1) Government cannot create wealth, jobs, or income. Because government has to take money from somebody before it can spend it, there is no economic gain from anything the government does.

2) Income inequality does not affect the economy.

3) Low wages are not corporate exploitation. In a free country, people voluntarily accept employment, so all workers believe their current job to be the best choice from among their opportunity set.

4) Environmental over-regulation is a regressive tax that falls hardest on the poor.

5) Education is not a public good.

6) High CEO pay is no worse than high pay to athletes or movie stars.

7) Consumer spending is not what drives the economy.

8) When government provides things for free, they will end up being low quality, cost more than they should, and may disappear when most needed

9) Government cannot correct cosmic injustice.

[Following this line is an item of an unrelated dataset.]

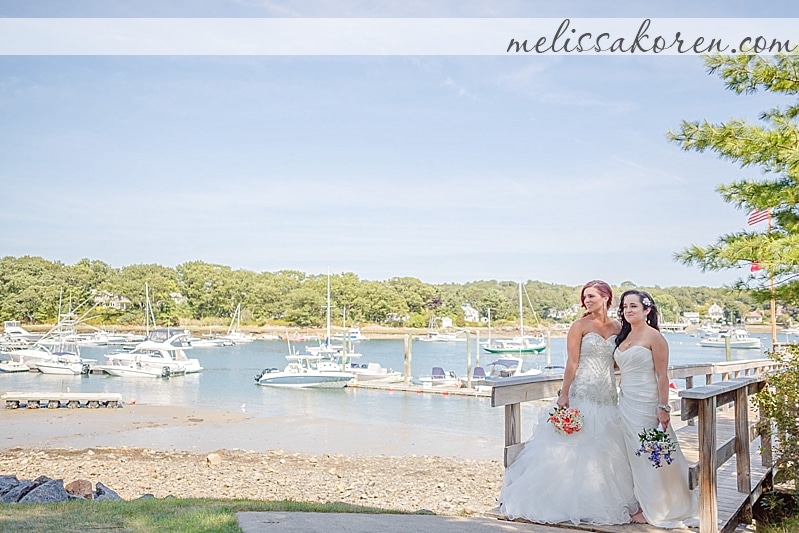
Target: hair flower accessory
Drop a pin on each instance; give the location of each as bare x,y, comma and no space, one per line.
566,420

10) There is no such thing as a free lunch.

On behalf of lettuce everywhere (2)

maroberts (15852) | about 2 months ago | (#47185571)

I just wish everyone would lettuce alone....

Re:On behalf of lettuce everywhere (0)

Anonymous Coward | about 2 months ago | (#47185655)

lettuce alone, or with onions at the Mayo clinic?

Re:On behalf of lettuce everywhere (0)

Anonymous Coward | about 2 months ago | (#47185939)

Robot Operating System is not an Operating System (0)

Anonymous Coward | about 2 months ago | (#47185703)

I work in scheduling research, and was puzzled not to know about ROS, but it seems that it's quite normal: ROS is not an OS, it's a sort of communication middleware.

Oblig. (1)

shikaisi (1816846) | about 2 months ago | (#47185963)

I for one welcome our robotic space-lettuce-farming overlords.